In the foreground, there is an old gatepost, a relic of a rural past often overlooked. These sturdy sentinels were once the anchors of fences, designed to bear the weight of heavy gates and remain standing for decades, if not longer, unless felled by the demands of modern farm machinery or repurposed as some quaint ornament in a suburban garden. In days when labour was cheap and materials were local, stone was often the post of choice. These gateposts, sunk deep into the ground, were built to endure.

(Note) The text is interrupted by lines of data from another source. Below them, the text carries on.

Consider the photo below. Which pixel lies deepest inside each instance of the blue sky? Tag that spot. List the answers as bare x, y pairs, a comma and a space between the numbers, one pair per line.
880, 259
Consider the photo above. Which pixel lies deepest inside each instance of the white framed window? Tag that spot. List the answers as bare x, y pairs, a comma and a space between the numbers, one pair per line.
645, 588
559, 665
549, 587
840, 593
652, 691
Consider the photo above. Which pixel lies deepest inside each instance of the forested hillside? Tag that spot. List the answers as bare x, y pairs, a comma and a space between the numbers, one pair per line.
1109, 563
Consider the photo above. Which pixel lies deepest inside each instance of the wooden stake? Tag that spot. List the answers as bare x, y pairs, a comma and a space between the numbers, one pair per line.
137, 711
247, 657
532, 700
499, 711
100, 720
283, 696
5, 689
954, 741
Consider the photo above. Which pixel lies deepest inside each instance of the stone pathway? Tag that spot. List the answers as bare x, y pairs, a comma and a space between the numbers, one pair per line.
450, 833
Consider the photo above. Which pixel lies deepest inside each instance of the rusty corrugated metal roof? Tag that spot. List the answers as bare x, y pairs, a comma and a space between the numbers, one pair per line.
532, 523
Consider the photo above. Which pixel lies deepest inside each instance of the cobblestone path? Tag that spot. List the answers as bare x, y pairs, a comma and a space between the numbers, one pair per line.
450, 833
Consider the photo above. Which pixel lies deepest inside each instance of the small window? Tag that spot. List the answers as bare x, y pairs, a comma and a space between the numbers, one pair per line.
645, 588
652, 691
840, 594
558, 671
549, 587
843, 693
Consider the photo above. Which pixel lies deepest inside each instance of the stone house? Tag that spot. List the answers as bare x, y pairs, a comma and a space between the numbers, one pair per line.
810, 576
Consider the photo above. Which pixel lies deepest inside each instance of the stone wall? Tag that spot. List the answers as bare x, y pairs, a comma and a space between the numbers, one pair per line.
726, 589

The gatepost in today’s photograph bears a not uncommon arrangement: ‘L’-shaped notches that once held horizontal rails, just about discernible on its shady side. Its twin, long since gone, no doubt had circular holes for the rails‘ other ends. This hinge-less system was once quite clever, though I have heard tell that cattle, in their boundless ingenuity, learned how to nudge and lift the rails with their snouts, thus defeating its purpose.
More often, on the North York Moors, one encounters stone gateposts with holes drilled through them to carry hinges for a swinging gate. The post in the photo also features this very mechanism. Such a design allows a gate or hurdle to be swung open with ease, sparing the need to lift its weight. In this instance, the hole goes clean through the post, a wooden pole would have been driven through to protrude some 300mm or so. This pole would have been drilled with holes, through which a withy—a flexible branch—would have been bent and passed, forming a loop that served as the ‘knuckle’ of a rudimentary hinge.
Who could have imagined that a simple hole would reveal so much to us!